Some previous studies explored predictive biomarkers in similar patient cohorts (Krauthamer et al., 2013; Lu et al., 2022). Krauthamer et al. focused on predictors as serum albumin level, hemoglobin, and absolute blood cell counts in a retrospective, single-center approach. Our study adopted a prospective design, which allowed real-time data collection, reducing potential bias and providing more reliable results. Lu et al. explored the value of blood parameters after nCRT, 2 weeks before surgery, and considered fibrinogen-to-albumin ratio and sodium-to-globulin ratio as predictors. In our study, blood parameters were derived prior to nCRT, ensuring that they represent the initial state thus reducing the impact of treatment on their values. Our cohort of patients was also more homogenous, and rigorous control of factors like radiotherapy technique, doses, and chemotherapy regimens, allowing more confident assessment of the impact of specific predictors on treatment response. We also focused on parameters that are readily available in routine blood testing, which might ensure practicality and applicability of our prediction model in a clinical setting. The prediction strategy in our study generally offered a more comprehensive approach, as we incorporated a wide range of factors, including inflammatory hematological parameters, radiological features, pathohistological characteristics, and genetic markers. This comprehensive evaluation ensures a more holistic understanding of potential predictors for a favorable response to nCRT, providing valuable insights for personalized medicine approaches and meta-analyses taking into account potential population-specific differences.

This study has some limitations. The sample size is relatively low, but has met the criteria of a minimum number of LARC samples taking into account its incidence and population size in Serbia (95% confidence level) (Flikkema and Toledo-Pereyra, 2012). The evaluation of potential prognostic parameters has not been included, as the enrolled patients are currently under follow-up for long-term outcomes. The predictive model constructed in our study is currently being validated in an independent prospective cohort of patients with LARC treated with nCRT.

5 Conclusion

Based on the logistic regression model, important factors associated with favorable response to nCRT were tumor morphology and hematological parameters which can be easily and routinely derived from initial laboratory results (NMR, eosinophile, basophil and monocyte counts) in a minimally invasive manner. Here, we present evidence that a combined score derived by summing the initial absolute counts of basophils, eosinophils, and monocytes holds the highest predictive value and potential clinical utility.

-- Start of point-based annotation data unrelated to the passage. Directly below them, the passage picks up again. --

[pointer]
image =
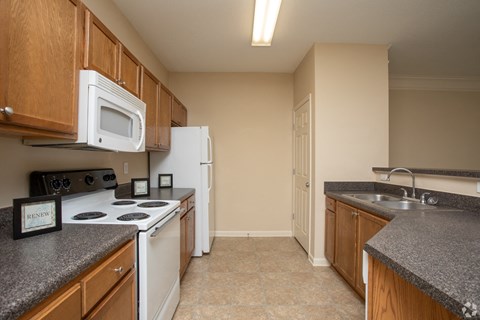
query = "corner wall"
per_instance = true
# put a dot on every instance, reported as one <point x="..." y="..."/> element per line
<point x="250" y="119"/>
<point x="351" y="119"/>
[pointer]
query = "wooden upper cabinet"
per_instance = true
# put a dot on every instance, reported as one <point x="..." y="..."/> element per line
<point x="368" y="225"/>
<point x="102" y="48"/>
<point x="104" y="53"/>
<point x="150" y="95"/>
<point x="129" y="71"/>
<point x="40" y="57"/>
<point x="165" y="118"/>
<point x="179" y="114"/>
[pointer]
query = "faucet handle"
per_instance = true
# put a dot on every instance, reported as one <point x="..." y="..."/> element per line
<point x="422" y="197"/>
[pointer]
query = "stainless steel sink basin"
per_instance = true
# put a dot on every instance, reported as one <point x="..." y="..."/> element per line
<point x="373" y="197"/>
<point x="404" y="205"/>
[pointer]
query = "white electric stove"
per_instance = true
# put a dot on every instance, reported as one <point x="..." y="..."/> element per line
<point x="88" y="197"/>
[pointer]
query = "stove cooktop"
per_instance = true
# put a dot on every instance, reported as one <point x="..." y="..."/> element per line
<point x="101" y="207"/>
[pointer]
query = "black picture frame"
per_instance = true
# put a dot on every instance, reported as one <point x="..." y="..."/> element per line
<point x="165" y="180"/>
<point x="36" y="215"/>
<point x="140" y="187"/>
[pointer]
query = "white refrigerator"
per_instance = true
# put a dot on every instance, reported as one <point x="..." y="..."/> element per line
<point x="190" y="160"/>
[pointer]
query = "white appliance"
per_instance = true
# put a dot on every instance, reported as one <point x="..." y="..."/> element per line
<point x="109" y="118"/>
<point x="190" y="160"/>
<point x="158" y="239"/>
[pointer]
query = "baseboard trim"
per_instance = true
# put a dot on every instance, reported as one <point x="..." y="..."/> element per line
<point x="318" y="262"/>
<point x="253" y="234"/>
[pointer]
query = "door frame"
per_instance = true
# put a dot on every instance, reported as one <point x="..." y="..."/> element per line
<point x="307" y="99"/>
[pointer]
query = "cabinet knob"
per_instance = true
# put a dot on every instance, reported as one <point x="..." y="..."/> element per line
<point x="8" y="111"/>
<point x="118" y="270"/>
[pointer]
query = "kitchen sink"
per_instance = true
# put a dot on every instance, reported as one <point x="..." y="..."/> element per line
<point x="404" y="205"/>
<point x="373" y="197"/>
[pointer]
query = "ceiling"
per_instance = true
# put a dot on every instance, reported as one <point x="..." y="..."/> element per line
<point x="436" y="38"/>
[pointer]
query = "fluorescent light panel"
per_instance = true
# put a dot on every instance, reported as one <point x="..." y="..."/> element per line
<point x="264" y="21"/>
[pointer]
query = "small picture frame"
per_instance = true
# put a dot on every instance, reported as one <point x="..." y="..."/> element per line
<point x="165" y="180"/>
<point x="140" y="187"/>
<point x="36" y="215"/>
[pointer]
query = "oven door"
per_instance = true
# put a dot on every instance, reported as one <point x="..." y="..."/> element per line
<point x="114" y="123"/>
<point x="158" y="268"/>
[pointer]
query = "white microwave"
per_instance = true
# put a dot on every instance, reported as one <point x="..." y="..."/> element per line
<point x="109" y="118"/>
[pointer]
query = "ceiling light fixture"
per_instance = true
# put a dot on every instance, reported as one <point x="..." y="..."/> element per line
<point x="264" y="21"/>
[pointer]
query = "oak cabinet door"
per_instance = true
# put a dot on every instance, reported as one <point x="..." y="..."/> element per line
<point x="345" y="237"/>
<point x="41" y="55"/>
<point x="102" y="48"/>
<point x="150" y="95"/>
<point x="368" y="226"/>
<point x="330" y="236"/>
<point x="129" y="71"/>
<point x="165" y="118"/>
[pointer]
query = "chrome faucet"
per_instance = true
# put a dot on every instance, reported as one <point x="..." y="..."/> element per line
<point x="408" y="171"/>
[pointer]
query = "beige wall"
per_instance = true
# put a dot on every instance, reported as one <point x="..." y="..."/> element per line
<point x="351" y="118"/>
<point x="250" y="118"/>
<point x="116" y="22"/>
<point x="434" y="129"/>
<point x="18" y="160"/>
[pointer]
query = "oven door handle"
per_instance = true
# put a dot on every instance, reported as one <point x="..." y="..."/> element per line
<point x="159" y="229"/>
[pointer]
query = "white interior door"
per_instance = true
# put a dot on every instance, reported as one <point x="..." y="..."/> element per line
<point x="302" y="173"/>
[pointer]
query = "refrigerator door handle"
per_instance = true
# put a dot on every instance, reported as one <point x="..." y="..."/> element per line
<point x="210" y="152"/>
<point x="210" y="177"/>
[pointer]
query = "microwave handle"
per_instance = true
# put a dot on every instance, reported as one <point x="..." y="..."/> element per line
<point x="142" y="124"/>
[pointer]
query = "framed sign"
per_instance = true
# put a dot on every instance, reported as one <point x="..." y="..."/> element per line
<point x="140" y="187"/>
<point x="37" y="215"/>
<point x="165" y="180"/>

Data availability statement

The datasets presented in this study can be found in online repositories. The names of the repository/repositories and accession number(s) can be found in the article/Supplementary Material.

Ethics statement

The studies involving humans were approved by the Ethics Committee of the Institute for Oncology and Radiology of Serbia (Approval No. 2211-01 from 11.06.2020.) and Ethics Committee of the Faculty of Medicine, University of Belgrade (Approval No. 1322/XII-17 from 03.12.2020.). The studies were conducted in accordance with the local legislation and institutional requirements. The participants provided their written informed consent to participate in this study.

Author contributions

Conceptualization (MM, MC, DG, SS-R, AS, and MO); Data curation (MM, MC, and SS-R); Formal analysis (MM, MC, SS-R, RS, DG, NM, AS, and MO); Funding acquisition (MC, RF, SC-B, and JZ); Investigation (MM, MC, SS-R, and AS); Methodology (MM, MC, AS, MO, SS-R, NM, and RF); Project administration (MM, MC, RJ, JZ, RF, and SC-B); Resources (MM, MC, SS-R, AS, DG, and SC-B); Software (DG, RS, MM, and MC); Supervision (MC, SS-R, NM, RJ, JZ, SC-B, and RF); Validation (MM, MC, and AS); Visualization (MC, MM, SS-R, RS, DG, and AS); Writing—original draft (MM, SS-R, AS, MO, DG, RS, and MC); Writing—review and editing (MM, SS-R, AS, MO, DG, RJ, NM, RS, JZ, SC-B, RF, and MC). All authors contributed to the article and approved the submitted version.

Funding

This study was funded by the Horizon Europe Twinning Project STEPUPIORS (Agreement No. 501 101079217) and the Ministry of Education and Science of the Republic of Serbia (Agreement No. 502 451-03-47/2023-01/200043).

Conflict of interest

The authors declare that the research was conducted in the absence of any commercial or financial relationships that could be construed as a potential conflict of interest.

Publisher’s note

All claims expressed in this article are solely those of the authors and do not necessarily represent those of their affiliated organizations, or those of the publisher, the editors and the reviewers. Any product that may be evaluated in this article, or claim that may be made by its manufacturer, is not guaranteed or endorsed by the publisher.

Supplementary material

The Supplementary Material for this article can be found online at: https://www.frontiersin.org/articles/10.3389/fgene.2023.1245594/full#supplementary-material

SUPPLEMENTARY MATERIAL S1 | qRT-PCR raw data of expression levels of selected gene candidates.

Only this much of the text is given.